Man könnte argumentieren, durch die trennende Schutzeinrichtung und Zutrittsschutz ist es nicht möglich, dass gefährliche Spannungen berührbar werden. 
Quasi wie Schutzklasse II.


----------



## oliver.tonn (12 März 2019)

Ich würde sagen nein, nur weil Du (bildlich gesprochen) den Stecker ziehst sind nicht alle Komponenten automatisch spannungsfrei. Bei FUs z.B. können die enthaltenen Kondensatoren noch eine gefährlich hohe Spannung enthalten und diese Spannung wird meine ich über den Schutzleiter abgeführt.


----------



## Tommi (12 März 2019)

Hallo,

laut EN60204-1 8.2.1 ist es notwendig, Maschinenkörper mit
dem Schutzleiter zu verbinden. Ausnahme bei Schutzklasse II
oder Schutztrennung.
Ein Sicherheitsschaltgerät der Schutztür ist nicht zum Freischalten
vorgesehen.
Wo ist denn das Problem, einen PE zu verlegen?


----------



## Plan_B (12 März 2019)

oliver.tonn schrieb:


> Bei FUs z.B. können die enthaltenen Kondensatoren noch eine gefährlich hohe Spannung enthalten und diese Spannung wird meine ich über den Schutzleiter abgeführt.
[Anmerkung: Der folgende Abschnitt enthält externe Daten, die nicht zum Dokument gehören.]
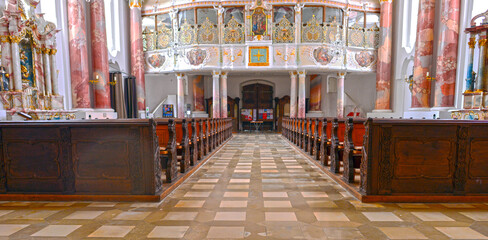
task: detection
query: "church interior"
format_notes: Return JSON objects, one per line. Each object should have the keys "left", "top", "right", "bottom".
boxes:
{"left": 0, "top": 0, "right": 487, "bottom": 239}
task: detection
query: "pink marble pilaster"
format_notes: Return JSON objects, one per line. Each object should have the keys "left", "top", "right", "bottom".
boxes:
{"left": 10, "top": 36, "right": 22, "bottom": 91}
{"left": 34, "top": 49, "right": 45, "bottom": 95}
{"left": 298, "top": 71, "right": 306, "bottom": 118}
{"left": 212, "top": 71, "right": 220, "bottom": 118}
{"left": 375, "top": 0, "right": 393, "bottom": 110}
{"left": 129, "top": 1, "right": 146, "bottom": 111}
{"left": 309, "top": 74, "right": 322, "bottom": 111}
{"left": 411, "top": 0, "right": 436, "bottom": 109}
{"left": 434, "top": 0, "right": 460, "bottom": 108}
{"left": 50, "top": 49, "right": 59, "bottom": 95}
{"left": 176, "top": 73, "right": 185, "bottom": 118}
{"left": 221, "top": 72, "right": 228, "bottom": 118}
{"left": 337, "top": 72, "right": 346, "bottom": 118}
{"left": 290, "top": 71, "right": 298, "bottom": 118}
{"left": 90, "top": 0, "right": 111, "bottom": 109}
{"left": 192, "top": 75, "right": 205, "bottom": 112}
{"left": 1, "top": 37, "right": 12, "bottom": 89}
{"left": 42, "top": 49, "right": 52, "bottom": 95}
{"left": 68, "top": 0, "right": 91, "bottom": 108}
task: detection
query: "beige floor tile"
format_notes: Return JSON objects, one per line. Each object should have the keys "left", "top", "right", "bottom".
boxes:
{"left": 191, "top": 184, "right": 215, "bottom": 190}
{"left": 224, "top": 192, "right": 249, "bottom": 198}
{"left": 148, "top": 226, "right": 190, "bottom": 238}
{"left": 174, "top": 200, "right": 205, "bottom": 208}
{"left": 44, "top": 202, "right": 75, "bottom": 207}
{"left": 264, "top": 201, "right": 292, "bottom": 208}
{"left": 436, "top": 227, "right": 488, "bottom": 239}
{"left": 113, "top": 211, "right": 151, "bottom": 220}
{"left": 314, "top": 212, "right": 350, "bottom": 221}
{"left": 263, "top": 192, "right": 288, "bottom": 198}
{"left": 460, "top": 212, "right": 488, "bottom": 221}
{"left": 234, "top": 170, "right": 251, "bottom": 173}
{"left": 265, "top": 212, "right": 298, "bottom": 221}
{"left": 261, "top": 170, "right": 279, "bottom": 173}
{"left": 198, "top": 179, "right": 219, "bottom": 183}
{"left": 220, "top": 201, "right": 248, "bottom": 208}
{"left": 397, "top": 203, "right": 430, "bottom": 209}
{"left": 362, "top": 212, "right": 403, "bottom": 222}
{"left": 31, "top": 225, "right": 81, "bottom": 237}
{"left": 0, "top": 210, "right": 14, "bottom": 217}
{"left": 207, "top": 226, "right": 245, "bottom": 239}
{"left": 88, "top": 225, "right": 135, "bottom": 238}
{"left": 230, "top": 179, "right": 250, "bottom": 183}
{"left": 441, "top": 203, "right": 476, "bottom": 209}
{"left": 379, "top": 227, "right": 428, "bottom": 239}
{"left": 16, "top": 210, "right": 59, "bottom": 220}
{"left": 301, "top": 192, "right": 328, "bottom": 198}
{"left": 163, "top": 212, "right": 198, "bottom": 221}
{"left": 64, "top": 211, "right": 104, "bottom": 220}
{"left": 184, "top": 191, "right": 211, "bottom": 198}
{"left": 214, "top": 212, "right": 246, "bottom": 221}
{"left": 88, "top": 202, "right": 117, "bottom": 207}
{"left": 412, "top": 212, "right": 455, "bottom": 221}
{"left": 0, "top": 224, "right": 29, "bottom": 236}
{"left": 322, "top": 227, "right": 364, "bottom": 239}
{"left": 130, "top": 202, "right": 161, "bottom": 208}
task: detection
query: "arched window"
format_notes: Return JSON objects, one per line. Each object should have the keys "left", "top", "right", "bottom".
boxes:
{"left": 402, "top": 0, "right": 419, "bottom": 52}
{"left": 104, "top": 0, "right": 120, "bottom": 57}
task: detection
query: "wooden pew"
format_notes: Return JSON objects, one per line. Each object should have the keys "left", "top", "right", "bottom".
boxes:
{"left": 175, "top": 119, "right": 190, "bottom": 173}
{"left": 330, "top": 118, "right": 346, "bottom": 173}
{"left": 313, "top": 118, "right": 321, "bottom": 160}
{"left": 190, "top": 119, "right": 199, "bottom": 166}
{"left": 307, "top": 119, "right": 313, "bottom": 154}
{"left": 342, "top": 118, "right": 366, "bottom": 183}
{"left": 204, "top": 119, "right": 210, "bottom": 154}
{"left": 158, "top": 119, "right": 178, "bottom": 183}
{"left": 319, "top": 118, "right": 328, "bottom": 166}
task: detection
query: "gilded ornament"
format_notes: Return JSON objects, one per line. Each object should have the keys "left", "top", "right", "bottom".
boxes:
{"left": 197, "top": 17, "right": 218, "bottom": 44}
{"left": 0, "top": 36, "right": 10, "bottom": 43}
{"left": 224, "top": 17, "right": 244, "bottom": 44}
{"left": 9, "top": 35, "right": 21, "bottom": 43}
{"left": 273, "top": 16, "right": 294, "bottom": 43}
{"left": 468, "top": 37, "right": 476, "bottom": 49}
{"left": 479, "top": 38, "right": 487, "bottom": 47}
{"left": 157, "top": 24, "right": 172, "bottom": 49}
{"left": 178, "top": 20, "right": 196, "bottom": 46}
{"left": 302, "top": 15, "right": 323, "bottom": 43}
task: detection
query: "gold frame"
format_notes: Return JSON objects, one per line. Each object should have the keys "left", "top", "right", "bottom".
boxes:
{"left": 248, "top": 46, "right": 269, "bottom": 66}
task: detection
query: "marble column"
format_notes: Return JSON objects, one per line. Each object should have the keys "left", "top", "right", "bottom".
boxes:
{"left": 34, "top": 48, "right": 45, "bottom": 95}
{"left": 9, "top": 35, "right": 22, "bottom": 91}
{"left": 434, "top": 0, "right": 460, "bottom": 108}
{"left": 221, "top": 72, "right": 228, "bottom": 118}
{"left": 298, "top": 71, "right": 306, "bottom": 118}
{"left": 176, "top": 73, "right": 185, "bottom": 118}
{"left": 476, "top": 32, "right": 487, "bottom": 91}
{"left": 42, "top": 48, "right": 52, "bottom": 95}
{"left": 411, "top": 0, "right": 436, "bottom": 109}
{"left": 193, "top": 75, "right": 205, "bottom": 112}
{"left": 90, "top": 0, "right": 111, "bottom": 109}
{"left": 129, "top": 0, "right": 146, "bottom": 111}
{"left": 337, "top": 72, "right": 346, "bottom": 118}
{"left": 290, "top": 71, "right": 297, "bottom": 118}
{"left": 309, "top": 74, "right": 322, "bottom": 111}
{"left": 465, "top": 35, "right": 476, "bottom": 92}
{"left": 49, "top": 49, "right": 58, "bottom": 95}
{"left": 1, "top": 36, "right": 12, "bottom": 89}
{"left": 68, "top": 0, "right": 91, "bottom": 108}
{"left": 375, "top": 0, "right": 393, "bottom": 111}
{"left": 212, "top": 71, "right": 220, "bottom": 118}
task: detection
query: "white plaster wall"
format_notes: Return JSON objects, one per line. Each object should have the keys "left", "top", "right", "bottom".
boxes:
{"left": 145, "top": 73, "right": 194, "bottom": 117}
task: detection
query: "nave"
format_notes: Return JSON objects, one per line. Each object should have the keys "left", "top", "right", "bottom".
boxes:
{"left": 0, "top": 134, "right": 487, "bottom": 239}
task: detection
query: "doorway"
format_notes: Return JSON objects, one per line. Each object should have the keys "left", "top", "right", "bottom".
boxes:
{"left": 241, "top": 83, "right": 274, "bottom": 131}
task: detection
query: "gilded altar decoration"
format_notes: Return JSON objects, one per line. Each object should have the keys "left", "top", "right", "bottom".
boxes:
{"left": 273, "top": 16, "right": 294, "bottom": 43}
{"left": 224, "top": 17, "right": 244, "bottom": 44}
{"left": 302, "top": 15, "right": 323, "bottom": 43}
{"left": 313, "top": 47, "right": 333, "bottom": 65}
{"left": 156, "top": 24, "right": 172, "bottom": 49}
{"left": 186, "top": 48, "right": 207, "bottom": 66}
{"left": 348, "top": 22, "right": 365, "bottom": 47}
{"left": 251, "top": 7, "right": 267, "bottom": 36}
{"left": 143, "top": 27, "right": 155, "bottom": 51}
{"left": 355, "top": 51, "right": 375, "bottom": 67}
{"left": 223, "top": 49, "right": 243, "bottom": 63}
{"left": 365, "top": 24, "right": 380, "bottom": 48}
{"left": 197, "top": 17, "right": 218, "bottom": 44}
{"left": 324, "top": 19, "right": 342, "bottom": 44}
{"left": 249, "top": 46, "right": 269, "bottom": 66}
{"left": 147, "top": 54, "right": 165, "bottom": 68}
{"left": 179, "top": 20, "right": 196, "bottom": 46}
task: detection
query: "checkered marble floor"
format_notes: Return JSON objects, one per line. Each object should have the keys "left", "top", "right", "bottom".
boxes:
{"left": 1, "top": 134, "right": 488, "bottom": 239}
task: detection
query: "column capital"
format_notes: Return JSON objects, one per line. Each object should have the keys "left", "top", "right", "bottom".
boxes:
{"left": 221, "top": 72, "right": 228, "bottom": 77}
{"left": 212, "top": 70, "right": 221, "bottom": 76}
{"left": 176, "top": 73, "right": 185, "bottom": 77}
{"left": 129, "top": 0, "right": 143, "bottom": 9}
{"left": 337, "top": 72, "right": 347, "bottom": 78}
{"left": 380, "top": 0, "right": 393, "bottom": 3}
{"left": 298, "top": 70, "right": 306, "bottom": 76}
{"left": 289, "top": 71, "right": 297, "bottom": 76}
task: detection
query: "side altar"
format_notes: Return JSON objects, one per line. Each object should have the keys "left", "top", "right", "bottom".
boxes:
{"left": 452, "top": 9, "right": 488, "bottom": 120}
{"left": 0, "top": 0, "right": 73, "bottom": 120}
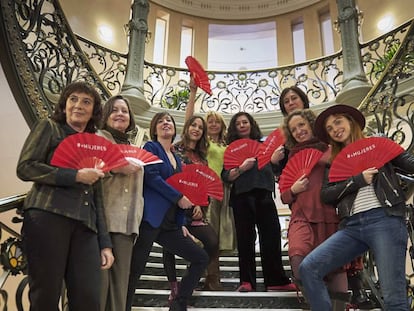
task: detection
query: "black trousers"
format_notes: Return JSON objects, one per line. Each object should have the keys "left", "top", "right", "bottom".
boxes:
{"left": 232, "top": 189, "right": 290, "bottom": 289}
{"left": 126, "top": 221, "right": 209, "bottom": 310}
{"left": 163, "top": 222, "right": 219, "bottom": 281}
{"left": 23, "top": 209, "right": 101, "bottom": 311}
Wohl eher über einen Entladewiderstand parallel zum Kondensator. Bei dieser Form der Gefährdung hilft der SL IMHO wenig, weil das Potential nach dem "Stecker ziehen" in der Luft hängt. Gegen den Schutzleiter kann da nix abgeführt werden weil kein Stromkreis mehr existiert. Der SL wäre nur ein "Bein".
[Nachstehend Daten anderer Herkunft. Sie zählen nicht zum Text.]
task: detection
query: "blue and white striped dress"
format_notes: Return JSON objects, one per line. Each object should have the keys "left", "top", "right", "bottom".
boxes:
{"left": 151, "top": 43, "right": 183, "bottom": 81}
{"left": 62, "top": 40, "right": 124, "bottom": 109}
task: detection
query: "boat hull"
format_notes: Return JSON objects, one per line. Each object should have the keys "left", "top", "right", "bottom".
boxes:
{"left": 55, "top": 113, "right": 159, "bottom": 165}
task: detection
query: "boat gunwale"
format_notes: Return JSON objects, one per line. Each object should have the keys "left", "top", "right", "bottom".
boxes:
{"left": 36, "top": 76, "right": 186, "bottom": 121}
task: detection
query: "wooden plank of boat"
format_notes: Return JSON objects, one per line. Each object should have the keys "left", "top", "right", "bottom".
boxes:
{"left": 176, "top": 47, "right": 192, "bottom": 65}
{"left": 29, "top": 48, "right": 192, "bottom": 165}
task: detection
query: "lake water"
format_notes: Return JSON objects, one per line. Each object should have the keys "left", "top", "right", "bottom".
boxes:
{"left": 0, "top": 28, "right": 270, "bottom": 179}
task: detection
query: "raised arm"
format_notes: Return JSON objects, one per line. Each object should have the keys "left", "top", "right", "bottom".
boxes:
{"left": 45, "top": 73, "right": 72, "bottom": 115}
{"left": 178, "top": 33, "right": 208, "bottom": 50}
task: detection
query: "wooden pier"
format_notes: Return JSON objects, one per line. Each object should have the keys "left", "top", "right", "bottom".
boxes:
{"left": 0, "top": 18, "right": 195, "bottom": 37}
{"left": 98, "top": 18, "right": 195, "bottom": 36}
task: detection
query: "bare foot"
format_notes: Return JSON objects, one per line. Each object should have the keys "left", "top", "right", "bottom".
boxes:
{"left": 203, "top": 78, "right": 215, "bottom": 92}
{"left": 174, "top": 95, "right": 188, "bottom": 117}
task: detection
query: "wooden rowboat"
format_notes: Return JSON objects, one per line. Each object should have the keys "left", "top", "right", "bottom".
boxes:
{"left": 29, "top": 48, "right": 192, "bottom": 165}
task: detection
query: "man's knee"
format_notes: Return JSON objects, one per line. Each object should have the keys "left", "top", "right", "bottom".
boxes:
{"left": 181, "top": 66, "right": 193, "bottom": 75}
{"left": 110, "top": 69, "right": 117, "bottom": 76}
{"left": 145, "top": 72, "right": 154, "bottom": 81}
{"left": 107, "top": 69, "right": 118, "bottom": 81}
Ansonsten verstehe ich die Frage auch nicht. Das Metallteil kann ja nicht in der Luft hängen. Entweder es ist mit geerdeten Teilen leitend verschraubt oder es sollte im Potentialausgleich (vulgo: Schutzleiter) explizit mit eingebunden werden.


----------



## Mecha2312 (13 März 2019)

Hallo zusammen, 

danke für Eure Antworten, Einschätzungen. 
Vielleicht noch zur Erläuterung: Ich habe nicht vor, den PE wegzulassen o.ä.. Es gab eine Behauptung, und ich grüble, wieso diese falsch ist. 
Weil es mein gesunder Menschenverstand und mein technisches Verständnis für falsch halten.



Tommi schrieb:


> Hallo,
> 
> laut EN60204-1 8.2.1 ist es notwendig, Maschinenkörper mit
> dem Schutzleiter zu verbinden. Ausnahme bei Schutzklasse II
> ...



Es gibt keins. Sonst hätte ich das erläuternd erwähnt 

Du hast recht, das SSG der Tür ist nicht zum Freischalten vorgesehen, und wird auch so nicht verwendet. Das habe ich falsch formuliert.
Es gibt die überwachte Zuhaltung, diese wird über sichere Eingänge ausgewertet, sicher verarbeitet und schaltet nach gefordertem PL über Schütze die Spannung ab.


----------